What is recordclass

Recordclass is a library for creation of record-like classes – "mutable" analog of collections.namedtuple. They support same API as namedtuples. In addition they also support assignment operations.

It can be installed via pip command:

pip3 install recordclass

In order to start import factory functions:

In [1]:
from recordclass import recordclass, make_dataclass

from sys import getsizeof as sizeof
from collections import namedtuple

import sys
print(sys.version)
3.9.2 (default, Feb 28 2021, 17:03:44) 
[GCC 10.2.1 20210110]

Recordclass-based classes

The factory function recordclass is almost analog of collection.namedtuple, but can be mutable.
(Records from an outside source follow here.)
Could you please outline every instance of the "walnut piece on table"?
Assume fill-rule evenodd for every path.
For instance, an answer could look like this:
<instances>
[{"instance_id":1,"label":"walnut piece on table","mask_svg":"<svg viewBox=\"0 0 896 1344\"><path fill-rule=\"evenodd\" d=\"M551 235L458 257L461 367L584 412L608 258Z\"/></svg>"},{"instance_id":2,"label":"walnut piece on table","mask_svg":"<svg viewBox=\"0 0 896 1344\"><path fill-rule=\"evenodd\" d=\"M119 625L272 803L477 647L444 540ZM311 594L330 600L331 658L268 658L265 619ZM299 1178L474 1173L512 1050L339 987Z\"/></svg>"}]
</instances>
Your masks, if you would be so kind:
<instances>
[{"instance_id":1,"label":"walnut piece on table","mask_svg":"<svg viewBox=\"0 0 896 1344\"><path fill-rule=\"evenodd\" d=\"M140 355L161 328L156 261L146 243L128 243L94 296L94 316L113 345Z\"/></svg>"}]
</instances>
They are created by the same way as namedtuples:

In [2]:
R = recordclass("R", "a b c d e f g h")
r = R(*range(8))

Record has the same size as the equivalent namedtuple:

In [3]:
R2 = namedtuple("R", "a b c d e f g h")
r2 = R2(*range(1,9))
print("recordclass: sizeof:", sizeof(r))
print("namedtuple:  sizeof:", sizeof(r2))
recordclass: sizeof: 80
namedtuple:  sizeof: 104

The size of recordclass-based instance is less because it not participate in cyclic garbage collection by default. Tuples have a field for the the number of items, recordclass-based instances havn't.

Record has the same text representation as namedtuple:

In [4]:
print(repr(r))
print(str(r))
R(a=0, b=1, c=2, d=3, e=4, f=5, g=6, h=7)
R(a=0, b=1, c=2, d=3, e=4, f=5, g=6, h=7)
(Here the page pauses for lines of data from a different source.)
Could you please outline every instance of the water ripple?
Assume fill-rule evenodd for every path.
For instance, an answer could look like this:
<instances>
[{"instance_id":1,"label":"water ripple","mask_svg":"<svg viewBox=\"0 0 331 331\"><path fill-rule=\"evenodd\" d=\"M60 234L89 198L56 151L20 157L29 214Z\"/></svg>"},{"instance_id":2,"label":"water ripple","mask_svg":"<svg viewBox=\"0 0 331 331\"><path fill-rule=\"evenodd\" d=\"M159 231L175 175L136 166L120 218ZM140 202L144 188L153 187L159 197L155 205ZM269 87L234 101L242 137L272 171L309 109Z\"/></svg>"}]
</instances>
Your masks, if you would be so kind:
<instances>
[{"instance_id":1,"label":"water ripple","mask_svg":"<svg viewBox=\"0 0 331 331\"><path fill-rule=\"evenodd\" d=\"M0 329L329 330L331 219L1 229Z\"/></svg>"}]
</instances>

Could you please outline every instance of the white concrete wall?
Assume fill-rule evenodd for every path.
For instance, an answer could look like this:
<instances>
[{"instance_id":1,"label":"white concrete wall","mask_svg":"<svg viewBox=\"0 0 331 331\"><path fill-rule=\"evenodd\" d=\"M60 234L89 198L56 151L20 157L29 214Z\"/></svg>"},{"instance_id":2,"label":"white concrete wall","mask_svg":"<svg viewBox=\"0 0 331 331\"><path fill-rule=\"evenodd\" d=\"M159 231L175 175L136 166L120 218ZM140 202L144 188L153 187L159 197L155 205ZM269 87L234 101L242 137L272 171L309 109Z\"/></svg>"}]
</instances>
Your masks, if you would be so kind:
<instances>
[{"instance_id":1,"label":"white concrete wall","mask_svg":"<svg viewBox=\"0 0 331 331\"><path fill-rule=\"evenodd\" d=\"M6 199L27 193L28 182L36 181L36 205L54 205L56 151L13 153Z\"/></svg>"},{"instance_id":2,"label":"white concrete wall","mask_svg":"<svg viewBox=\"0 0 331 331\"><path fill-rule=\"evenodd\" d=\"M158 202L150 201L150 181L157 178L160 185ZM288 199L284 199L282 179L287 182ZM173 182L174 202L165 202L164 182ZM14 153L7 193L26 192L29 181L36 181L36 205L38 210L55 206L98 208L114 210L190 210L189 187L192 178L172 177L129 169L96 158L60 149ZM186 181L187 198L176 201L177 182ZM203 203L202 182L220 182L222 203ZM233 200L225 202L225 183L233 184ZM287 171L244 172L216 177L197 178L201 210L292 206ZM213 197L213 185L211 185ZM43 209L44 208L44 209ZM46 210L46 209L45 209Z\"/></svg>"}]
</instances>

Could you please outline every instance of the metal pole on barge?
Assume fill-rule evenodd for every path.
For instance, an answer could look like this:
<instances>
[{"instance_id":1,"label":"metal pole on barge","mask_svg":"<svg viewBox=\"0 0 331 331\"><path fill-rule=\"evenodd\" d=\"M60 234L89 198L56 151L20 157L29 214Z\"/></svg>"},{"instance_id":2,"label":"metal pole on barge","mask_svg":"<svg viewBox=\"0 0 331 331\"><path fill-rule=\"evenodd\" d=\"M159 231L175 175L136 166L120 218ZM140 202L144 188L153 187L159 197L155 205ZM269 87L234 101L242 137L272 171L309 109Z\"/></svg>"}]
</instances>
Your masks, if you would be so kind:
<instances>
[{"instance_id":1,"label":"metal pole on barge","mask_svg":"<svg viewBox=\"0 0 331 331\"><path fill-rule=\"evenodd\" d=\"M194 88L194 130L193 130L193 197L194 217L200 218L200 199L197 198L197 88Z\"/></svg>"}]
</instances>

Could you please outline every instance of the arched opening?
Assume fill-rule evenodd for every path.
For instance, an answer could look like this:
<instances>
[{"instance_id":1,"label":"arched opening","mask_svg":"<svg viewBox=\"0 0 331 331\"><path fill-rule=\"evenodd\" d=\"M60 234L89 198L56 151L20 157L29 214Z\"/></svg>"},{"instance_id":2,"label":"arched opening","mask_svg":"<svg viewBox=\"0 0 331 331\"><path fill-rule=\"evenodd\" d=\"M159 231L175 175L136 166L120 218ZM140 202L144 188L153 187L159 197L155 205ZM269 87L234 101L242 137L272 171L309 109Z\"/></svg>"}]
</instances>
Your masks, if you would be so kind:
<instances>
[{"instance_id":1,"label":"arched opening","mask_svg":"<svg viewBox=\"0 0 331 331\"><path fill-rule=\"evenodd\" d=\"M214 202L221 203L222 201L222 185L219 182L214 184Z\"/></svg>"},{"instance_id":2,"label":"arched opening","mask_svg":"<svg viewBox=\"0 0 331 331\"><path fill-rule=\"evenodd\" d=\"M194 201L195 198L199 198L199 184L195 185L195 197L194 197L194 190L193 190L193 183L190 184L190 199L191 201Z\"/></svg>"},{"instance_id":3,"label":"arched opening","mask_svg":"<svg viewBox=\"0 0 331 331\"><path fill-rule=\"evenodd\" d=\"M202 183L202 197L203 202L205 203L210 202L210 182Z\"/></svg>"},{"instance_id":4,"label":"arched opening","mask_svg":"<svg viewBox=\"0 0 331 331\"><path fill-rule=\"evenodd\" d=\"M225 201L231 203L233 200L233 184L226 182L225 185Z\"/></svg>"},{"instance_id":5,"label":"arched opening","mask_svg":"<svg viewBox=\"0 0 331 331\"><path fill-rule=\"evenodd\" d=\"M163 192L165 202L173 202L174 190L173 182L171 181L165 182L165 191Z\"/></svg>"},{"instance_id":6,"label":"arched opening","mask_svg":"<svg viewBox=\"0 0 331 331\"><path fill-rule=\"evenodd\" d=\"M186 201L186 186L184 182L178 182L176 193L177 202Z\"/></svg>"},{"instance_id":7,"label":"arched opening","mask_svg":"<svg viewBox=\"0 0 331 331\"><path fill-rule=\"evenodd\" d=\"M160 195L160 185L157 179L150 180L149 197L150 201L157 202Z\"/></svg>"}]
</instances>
It support access to field both by attribute and by index:

In [5]:
print('By index:', r.a, r.b, r.c, r.d, r.e, r.f, r.g, r.h)
print('By name: ', r[0], r[1], r[2], r[3], r[4], r[5], r[6], r[7])
By index: 0 1 2 3 4 5 6 7
By name:  0 1 2 3 4 5 6 7

Record can change the value of any it's field inplace:

In [5]:
r.a, r.b, r.c, r.d, r.e, r.f, r.g, r.h = r.a, 2*r.b, 3*r.c, 4*r.d, 5*r.e, 6*r.f, 7*r.g, 8*r.h
print(r)

r1 = r._replace(a=100, h=1000) # same as r.a=100; r.h=1000
print(r1)
print('Are they same?', r1 is r)
R(a=0, b=2, c=6, d=12, e=20, f=30, g=42, h=56)
R(a=100, b=2, c=6, d=12, e=20, f=30, g=42, h=1000)
Are they same? True

Records supports iterative unpacking and iteration over values in fields:

In [6]:
a, b, c, d, e, f, g, h = r
print(a, b, c, d, e, f, g, h)

for v in r:
    print(v, end=" ")
100 2 6 12 20 30 42 1000
100 2 6 12 20 30 42 1000 

As namedtuple it can be converted to dict (infact to OrdeedDict as namedtuple):

In [7]:
r._asdict()
Out[7]:
{'a': 100, 'b': 2, 'c': 6, 'd': 12, 'e': 20, 'f': 30, 'g': 42, 'h': 1000}

Records are pickable and unpickable"

In [8]:
import pickle
r_pickled = pickle.dumps(r)
r_unpickled = pickle.loads(r_pickled)
r == r_unpickled
Out[8]:
True

Recordclasses has __attrs__ attribute and an empty __slots__:

In [11]:
print(R.__fields__)
('a', 'b', 'c', 'd', 'e', 'f', 'g', 'h')

Implementation of the recordclass is fast enough:

In [7]:
STest = namedtuple("TEST", "a b c d e f g h i j k")
nt = STest(a=1,b=2,c=3,d=4,e=5,f=6,g=7,h=8,i=9,j=10,k=11)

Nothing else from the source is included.